Fofoca teria nascido numa das línguas do grupo banto, que inclui o angolano e o congolês, entre outras, embora não fique claro em qual delas. O fato de a palavra existir com o mesmo sentido no português falado em Angola e em Moçambique reforça a tese. ” (fonte: Veja.com)
Certo é que qualquer criatura que compreende acima da média terá inimigos (Èdá o l`àiyé láilái ni òtá). Mas Exu sempre nos fornece palavras repletas de ensinamento para que essas forças contrárias não nos abalem:
“Inimigos de língua são como as vassouras; só servem para varrer o chão! ” (Exu Tranca Rua das Almas).
“ Tem medo do que? A natureza do homem não o presenteou com veneno na língua! Todas podem ser cortadas! ” (Exu Sete Garras).
“ Hahaha, a língua dela não é maligna…É mais macia que o veludo da minha capa! ” (Exu Veludo).
A cólera do Exu de Quimbanda tem como motivação o embate ao Sistema estagnado, aos princípios regentes e os entraves que são colocados diante seus tutelados. Exu de Quimbanda são Almas Humanas, cuja força emanada pela Primeira Encruzilhada de Fogo transformou em guerreiros dotados de duas expressões: individual e coletiva (legião).
Postura do Quimbandeiro diante a maledicência:
O adepto da Quimbanda Brasileira pode se posicionar de duas maneiras: Acionando a agressividade e a violência – constituindo um ato cruel ou simplesmente silenciando-se. O silencio não simboliza medo, ao contrário, simboliza desprezo. Como entendemos a natureza das ‘línguas agressivas’ e somos sabedores que os ‘PP’ estão em busca de apoio emocional, compreendemos que demandar com tais pessoas nos colocaria no mesmo patamar. Esse estado de equilíbrio entre um ‘PP’ e um adepto consciente equalizaria as frequências e geraria agressões mais infundadas. Novamente nos valeremos das célebres colocações do psicólogo Antonio C. de Araújo:
“O fator psicológico central de uma pessoa agressiva é que a mesma possui a plena consciência de uma vida que lhe seria satisfatória, agindo com um tom constante de revolta pela não obtenção de seu projeto pessoal; sabe também que a cada dia está mais distante dessa meta. Esta tese se transforma no núcleo do círculo vicioso. O não atingir o desejo pessoal ativa uma reação descontrolada e intempestiva perante uma simples frustração, e tal hábito afasta a pessoa da solução definitiva de seu problema comportamental. Reagir perante os mais insignificantes fatos novamente é o indício da atuação marcante do complexo de inferioridade no ser humano. ”

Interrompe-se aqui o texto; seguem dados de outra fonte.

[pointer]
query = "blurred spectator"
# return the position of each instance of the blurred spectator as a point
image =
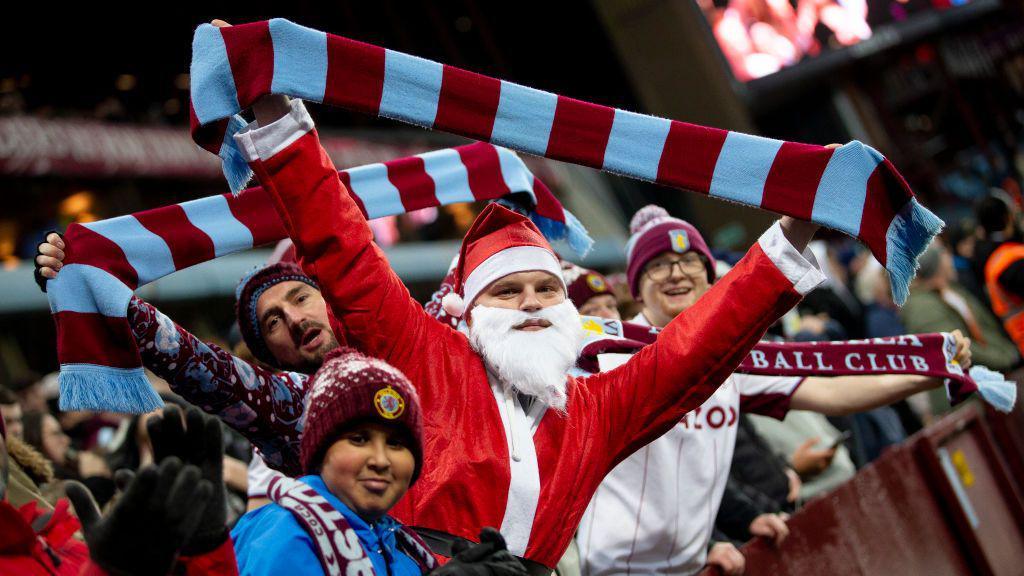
(31, 394)
(36, 539)
(939, 303)
(881, 314)
(43, 433)
(1000, 257)
(806, 440)
(834, 296)
(11, 412)
(590, 291)
(963, 238)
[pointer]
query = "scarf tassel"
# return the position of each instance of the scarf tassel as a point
(994, 388)
(571, 231)
(909, 234)
(89, 386)
(237, 169)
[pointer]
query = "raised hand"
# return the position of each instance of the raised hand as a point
(197, 439)
(144, 531)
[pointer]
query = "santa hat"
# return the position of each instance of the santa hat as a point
(351, 387)
(653, 233)
(500, 242)
(583, 284)
(247, 294)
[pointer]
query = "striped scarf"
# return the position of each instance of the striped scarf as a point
(852, 189)
(107, 260)
(924, 355)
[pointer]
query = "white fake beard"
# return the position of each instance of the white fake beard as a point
(532, 363)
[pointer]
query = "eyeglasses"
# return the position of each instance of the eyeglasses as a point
(691, 264)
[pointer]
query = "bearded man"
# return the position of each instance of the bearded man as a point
(509, 440)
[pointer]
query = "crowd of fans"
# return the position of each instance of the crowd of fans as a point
(166, 488)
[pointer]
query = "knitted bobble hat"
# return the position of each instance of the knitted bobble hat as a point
(653, 233)
(583, 284)
(352, 387)
(247, 295)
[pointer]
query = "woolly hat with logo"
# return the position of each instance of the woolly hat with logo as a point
(352, 387)
(653, 233)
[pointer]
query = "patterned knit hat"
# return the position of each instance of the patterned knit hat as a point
(247, 294)
(583, 284)
(349, 387)
(654, 232)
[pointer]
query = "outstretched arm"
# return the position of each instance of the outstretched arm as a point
(697, 351)
(263, 406)
(333, 240)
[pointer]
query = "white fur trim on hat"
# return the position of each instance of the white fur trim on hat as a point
(509, 260)
(454, 304)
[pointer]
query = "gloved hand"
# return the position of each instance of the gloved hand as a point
(49, 258)
(491, 557)
(199, 442)
(143, 531)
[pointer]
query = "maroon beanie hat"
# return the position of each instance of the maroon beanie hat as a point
(654, 232)
(349, 387)
(247, 294)
(583, 284)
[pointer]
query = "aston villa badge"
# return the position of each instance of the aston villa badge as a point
(389, 403)
(680, 242)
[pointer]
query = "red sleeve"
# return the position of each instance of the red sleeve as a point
(219, 562)
(641, 400)
(335, 246)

Muitas vezes os maledicentes, através da cólera superficial e do desejo de equalização, usam fragmentos da vida das pessoas para desmerecer sua ascensão pessoal, pois em sua mente esmagada pela baixa-estima, entende que atacar com informações fará com que as pessoas se afastem, repudiem ou até mesmo escarneçam. Grande erro, afinal, muitas informações mostram a natureza oculta das pessoas. A Quimbanda sempre foi a ‘Toca da Cobra Venenosa’ e a Corrente 49 nasceu de um veneno ainda maior… Mas isso abordaremos em outros textos.
Finalizamos a primeira parte desse ensaio dedicando-o a todos os adeptos da Quimbanda Brasileira, em todas as Bandas. Lembramos que os maledicentes são apenas ‘larvas’ incapazes de impingir algo real, pois se escondem nas ‘sombras de suas línguas’ e não na capacidade de seus intelectos. Como ‘Pessoas-Também não devemos temer em absoluto suas ações, pois são contaminados pela mesma covardia que Exu repudia.
De forma positiva e repleta de amor perfeito dedico aos irmãos que galgam as calçadas e moradas de Pedro Bi.
Danilo Coppini – L.T.J 49, condenado, odiado, amante da morte e dos inimigos! Caixão de madeira e o prego é de ferro, não tenho medo de vestir meu terno!